Handy highlighting skills
WHEN you are reading a book or preparing study notes for an exam, highlighting can be a huge asset. Here are some tips and tricks to make the most of your highlighting.
Pay attention in class
Print your lecturer’s notes or slides and take them into class with you. Whenever the lecturer says, “This is important” whip out your highlighter and mark the section in question. It is bound to be essential for an assignment or come up in the final test.
If you are using a textbook and are a book lover who thinks that highlighting written works is a desecration, photocopy the pages covered in each lecture and mark those instead.
Colour code
When marking notes, use a yellow highlighter for important sections as it is the most attention-attracting colour.
Use light colours like orange and pale blue, pink and green to distinguish information you have to look into more, that will come up in exams, that belong to a particular category of information in your course or that are useful for a particular assignment.
Avoid dark colours
Darker blues, greens and purples may be pleasing to the eye, but they also tend to obscure text.

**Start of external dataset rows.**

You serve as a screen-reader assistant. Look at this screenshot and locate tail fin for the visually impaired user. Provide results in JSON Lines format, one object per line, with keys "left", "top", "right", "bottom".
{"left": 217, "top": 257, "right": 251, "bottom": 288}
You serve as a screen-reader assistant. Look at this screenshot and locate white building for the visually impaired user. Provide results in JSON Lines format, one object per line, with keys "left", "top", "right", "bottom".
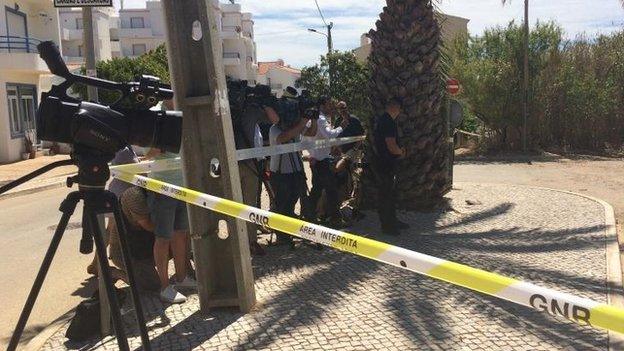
{"left": 216, "top": 1, "right": 258, "bottom": 83}
{"left": 0, "top": 0, "right": 61, "bottom": 164}
{"left": 257, "top": 60, "right": 301, "bottom": 97}
{"left": 58, "top": 0, "right": 258, "bottom": 82}
{"left": 59, "top": 7, "right": 114, "bottom": 65}
{"left": 118, "top": 1, "right": 165, "bottom": 58}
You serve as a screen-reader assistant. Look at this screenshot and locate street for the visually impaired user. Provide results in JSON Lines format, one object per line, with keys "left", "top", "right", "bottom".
{"left": 2, "top": 156, "right": 624, "bottom": 349}
{"left": 0, "top": 187, "right": 94, "bottom": 349}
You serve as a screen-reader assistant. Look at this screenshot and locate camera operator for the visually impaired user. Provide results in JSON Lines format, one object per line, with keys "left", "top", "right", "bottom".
{"left": 108, "top": 186, "right": 160, "bottom": 293}
{"left": 302, "top": 96, "right": 345, "bottom": 227}
{"left": 146, "top": 101, "right": 196, "bottom": 304}
{"left": 269, "top": 93, "right": 317, "bottom": 245}
{"left": 333, "top": 101, "right": 365, "bottom": 220}
{"left": 232, "top": 83, "right": 279, "bottom": 256}
{"left": 86, "top": 146, "right": 138, "bottom": 278}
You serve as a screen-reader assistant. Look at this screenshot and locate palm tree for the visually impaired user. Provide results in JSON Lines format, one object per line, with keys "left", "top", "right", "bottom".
{"left": 362, "top": 0, "right": 449, "bottom": 210}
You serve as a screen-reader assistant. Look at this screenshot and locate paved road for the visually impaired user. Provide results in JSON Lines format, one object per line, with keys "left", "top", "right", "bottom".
{"left": 42, "top": 183, "right": 611, "bottom": 350}
{"left": 0, "top": 187, "right": 94, "bottom": 349}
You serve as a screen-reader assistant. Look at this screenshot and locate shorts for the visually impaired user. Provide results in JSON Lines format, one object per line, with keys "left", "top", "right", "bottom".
{"left": 147, "top": 192, "right": 189, "bottom": 240}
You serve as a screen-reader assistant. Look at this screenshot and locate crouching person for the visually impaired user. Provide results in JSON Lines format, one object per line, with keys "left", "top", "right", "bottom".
{"left": 108, "top": 186, "right": 160, "bottom": 293}
{"left": 146, "top": 148, "right": 196, "bottom": 304}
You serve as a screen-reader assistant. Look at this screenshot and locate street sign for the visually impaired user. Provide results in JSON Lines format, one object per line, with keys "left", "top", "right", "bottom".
{"left": 54, "top": 0, "right": 113, "bottom": 7}
{"left": 447, "top": 78, "right": 460, "bottom": 96}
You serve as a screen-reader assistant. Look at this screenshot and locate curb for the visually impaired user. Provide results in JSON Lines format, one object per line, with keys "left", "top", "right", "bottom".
{"left": 0, "top": 179, "right": 67, "bottom": 201}
{"left": 457, "top": 182, "right": 624, "bottom": 350}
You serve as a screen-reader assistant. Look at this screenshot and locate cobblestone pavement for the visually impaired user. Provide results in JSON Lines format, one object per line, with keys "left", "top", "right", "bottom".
{"left": 41, "top": 183, "right": 613, "bottom": 350}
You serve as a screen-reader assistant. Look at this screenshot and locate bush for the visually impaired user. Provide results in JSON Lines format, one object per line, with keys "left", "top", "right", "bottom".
{"left": 448, "top": 21, "right": 624, "bottom": 152}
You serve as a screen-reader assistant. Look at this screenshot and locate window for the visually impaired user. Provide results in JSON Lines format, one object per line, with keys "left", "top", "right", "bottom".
{"left": 130, "top": 17, "right": 145, "bottom": 29}
{"left": 76, "top": 18, "right": 83, "bottom": 29}
{"left": 6, "top": 84, "right": 37, "bottom": 138}
{"left": 132, "top": 44, "right": 147, "bottom": 56}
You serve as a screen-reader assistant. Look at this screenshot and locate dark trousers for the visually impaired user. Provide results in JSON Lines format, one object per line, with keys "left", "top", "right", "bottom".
{"left": 377, "top": 167, "right": 397, "bottom": 230}
{"left": 271, "top": 172, "right": 304, "bottom": 242}
{"left": 307, "top": 159, "right": 339, "bottom": 221}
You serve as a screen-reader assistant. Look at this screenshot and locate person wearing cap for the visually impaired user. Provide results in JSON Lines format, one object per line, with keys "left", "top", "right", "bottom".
{"left": 373, "top": 98, "right": 409, "bottom": 236}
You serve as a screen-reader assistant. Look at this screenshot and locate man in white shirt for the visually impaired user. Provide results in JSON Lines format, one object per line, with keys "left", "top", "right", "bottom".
{"left": 302, "top": 96, "right": 344, "bottom": 226}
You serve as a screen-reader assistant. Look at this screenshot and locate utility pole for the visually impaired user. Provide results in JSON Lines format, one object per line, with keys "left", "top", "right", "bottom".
{"left": 82, "top": 7, "right": 109, "bottom": 335}
{"left": 161, "top": 0, "right": 256, "bottom": 312}
{"left": 82, "top": 8, "right": 98, "bottom": 102}
{"left": 327, "top": 22, "right": 333, "bottom": 54}
{"left": 522, "top": 0, "right": 529, "bottom": 152}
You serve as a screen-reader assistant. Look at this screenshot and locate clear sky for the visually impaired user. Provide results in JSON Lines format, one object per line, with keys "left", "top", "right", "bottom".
{"left": 116, "top": 0, "right": 624, "bottom": 68}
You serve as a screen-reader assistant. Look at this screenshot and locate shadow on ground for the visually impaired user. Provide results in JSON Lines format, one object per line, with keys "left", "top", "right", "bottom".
{"left": 49, "top": 185, "right": 610, "bottom": 350}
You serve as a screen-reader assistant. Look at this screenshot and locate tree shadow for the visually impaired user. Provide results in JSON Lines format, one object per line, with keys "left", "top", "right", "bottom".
{"left": 47, "top": 194, "right": 612, "bottom": 350}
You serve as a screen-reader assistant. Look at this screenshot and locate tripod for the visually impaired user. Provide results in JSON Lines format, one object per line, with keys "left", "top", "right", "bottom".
{"left": 2, "top": 151, "right": 151, "bottom": 351}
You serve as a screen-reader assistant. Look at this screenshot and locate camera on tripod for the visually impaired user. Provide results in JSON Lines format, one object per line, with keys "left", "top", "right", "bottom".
{"left": 3, "top": 41, "right": 178, "bottom": 351}
{"left": 36, "top": 41, "right": 183, "bottom": 160}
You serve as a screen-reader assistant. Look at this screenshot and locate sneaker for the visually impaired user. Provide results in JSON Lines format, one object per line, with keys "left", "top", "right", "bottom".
{"left": 175, "top": 276, "right": 198, "bottom": 289}
{"left": 160, "top": 285, "right": 187, "bottom": 304}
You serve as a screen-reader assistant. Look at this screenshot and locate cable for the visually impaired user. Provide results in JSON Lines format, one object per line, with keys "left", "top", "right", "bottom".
{"left": 313, "top": 0, "right": 328, "bottom": 26}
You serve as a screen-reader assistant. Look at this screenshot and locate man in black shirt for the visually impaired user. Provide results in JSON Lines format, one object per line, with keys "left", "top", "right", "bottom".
{"left": 373, "top": 99, "right": 408, "bottom": 235}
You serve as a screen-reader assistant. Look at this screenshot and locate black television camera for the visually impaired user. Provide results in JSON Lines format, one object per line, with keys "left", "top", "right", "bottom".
{"left": 278, "top": 89, "right": 320, "bottom": 129}
{"left": 227, "top": 78, "right": 277, "bottom": 117}
{"left": 37, "top": 41, "right": 182, "bottom": 160}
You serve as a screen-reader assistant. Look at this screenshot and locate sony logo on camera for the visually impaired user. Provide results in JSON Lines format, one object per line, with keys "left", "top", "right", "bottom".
{"left": 88, "top": 129, "right": 111, "bottom": 143}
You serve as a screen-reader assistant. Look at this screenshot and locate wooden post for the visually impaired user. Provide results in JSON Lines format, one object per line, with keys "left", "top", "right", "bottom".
{"left": 83, "top": 8, "right": 109, "bottom": 335}
{"left": 161, "top": 0, "right": 256, "bottom": 312}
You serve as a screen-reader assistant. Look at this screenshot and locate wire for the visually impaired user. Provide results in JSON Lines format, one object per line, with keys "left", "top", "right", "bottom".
{"left": 313, "top": 0, "right": 328, "bottom": 26}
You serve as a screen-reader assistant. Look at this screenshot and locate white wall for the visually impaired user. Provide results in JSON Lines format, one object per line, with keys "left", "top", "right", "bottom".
{"left": 0, "top": 71, "right": 44, "bottom": 163}
{"left": 60, "top": 8, "right": 112, "bottom": 61}
{"left": 120, "top": 37, "right": 163, "bottom": 57}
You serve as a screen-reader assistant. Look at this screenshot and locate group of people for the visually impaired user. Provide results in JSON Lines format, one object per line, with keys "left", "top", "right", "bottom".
{"left": 90, "top": 88, "right": 408, "bottom": 304}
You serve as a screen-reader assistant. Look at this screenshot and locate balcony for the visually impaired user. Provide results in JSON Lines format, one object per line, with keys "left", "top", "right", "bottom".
{"left": 62, "top": 28, "right": 83, "bottom": 41}
{"left": 221, "top": 25, "right": 241, "bottom": 40}
{"left": 223, "top": 52, "right": 241, "bottom": 66}
{"left": 119, "top": 27, "right": 154, "bottom": 38}
{"left": 0, "top": 36, "right": 49, "bottom": 73}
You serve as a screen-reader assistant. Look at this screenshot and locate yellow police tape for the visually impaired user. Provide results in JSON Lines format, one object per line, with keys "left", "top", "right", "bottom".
{"left": 112, "top": 170, "right": 624, "bottom": 335}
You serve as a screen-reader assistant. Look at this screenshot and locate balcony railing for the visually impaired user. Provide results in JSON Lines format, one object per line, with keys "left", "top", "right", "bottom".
{"left": 222, "top": 25, "right": 241, "bottom": 33}
{"left": 0, "top": 35, "right": 42, "bottom": 53}
{"left": 223, "top": 52, "right": 240, "bottom": 59}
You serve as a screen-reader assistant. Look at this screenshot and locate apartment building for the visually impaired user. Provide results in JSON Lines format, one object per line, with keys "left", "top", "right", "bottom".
{"left": 0, "top": 0, "right": 61, "bottom": 163}
{"left": 59, "top": 6, "right": 114, "bottom": 65}
{"left": 118, "top": 1, "right": 164, "bottom": 58}
{"left": 257, "top": 60, "right": 301, "bottom": 97}
{"left": 354, "top": 13, "right": 470, "bottom": 63}
{"left": 58, "top": 0, "right": 258, "bottom": 82}
{"left": 217, "top": 1, "right": 258, "bottom": 83}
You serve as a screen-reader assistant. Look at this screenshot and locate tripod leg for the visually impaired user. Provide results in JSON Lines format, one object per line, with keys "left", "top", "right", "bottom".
{"left": 109, "top": 194, "right": 152, "bottom": 350}
{"left": 8, "top": 192, "right": 81, "bottom": 351}
{"left": 88, "top": 210, "right": 130, "bottom": 351}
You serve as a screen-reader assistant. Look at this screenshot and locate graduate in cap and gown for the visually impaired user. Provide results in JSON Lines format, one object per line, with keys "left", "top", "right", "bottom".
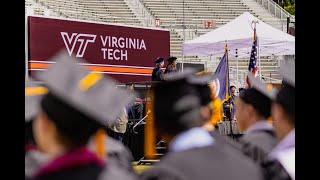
{"left": 25, "top": 78, "right": 137, "bottom": 178}
{"left": 152, "top": 57, "right": 165, "bottom": 81}
{"left": 262, "top": 61, "right": 295, "bottom": 180}
{"left": 164, "top": 56, "right": 177, "bottom": 74}
{"left": 25, "top": 79, "right": 50, "bottom": 179}
{"left": 28, "top": 51, "right": 138, "bottom": 180}
{"left": 186, "top": 72, "right": 277, "bottom": 163}
{"left": 221, "top": 62, "right": 295, "bottom": 180}
{"left": 232, "top": 73, "right": 279, "bottom": 162}
{"left": 140, "top": 69, "right": 263, "bottom": 180}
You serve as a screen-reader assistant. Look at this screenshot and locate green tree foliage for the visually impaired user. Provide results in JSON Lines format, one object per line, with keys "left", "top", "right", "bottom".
{"left": 280, "top": 0, "right": 295, "bottom": 15}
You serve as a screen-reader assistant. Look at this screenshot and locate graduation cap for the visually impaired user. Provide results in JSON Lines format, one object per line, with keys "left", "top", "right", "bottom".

If you are alert and in a well-lit area, this is not a problem. But when you are tired, such as on the night before an exam, you do not want to be straining your eyes.
Don’t go overboard
At some point, it will seem that everything in the notes and everything in the book is vitally important. Resist the temptation to highlight whole paragraphs and pages.
The idea of the highlight is to identify key phrases and concepts. When you look at these, they should spur your memory so that you remember what is written around those terms. As a rule of thumb, you should be highlighting roughly 10 to 20% of any text.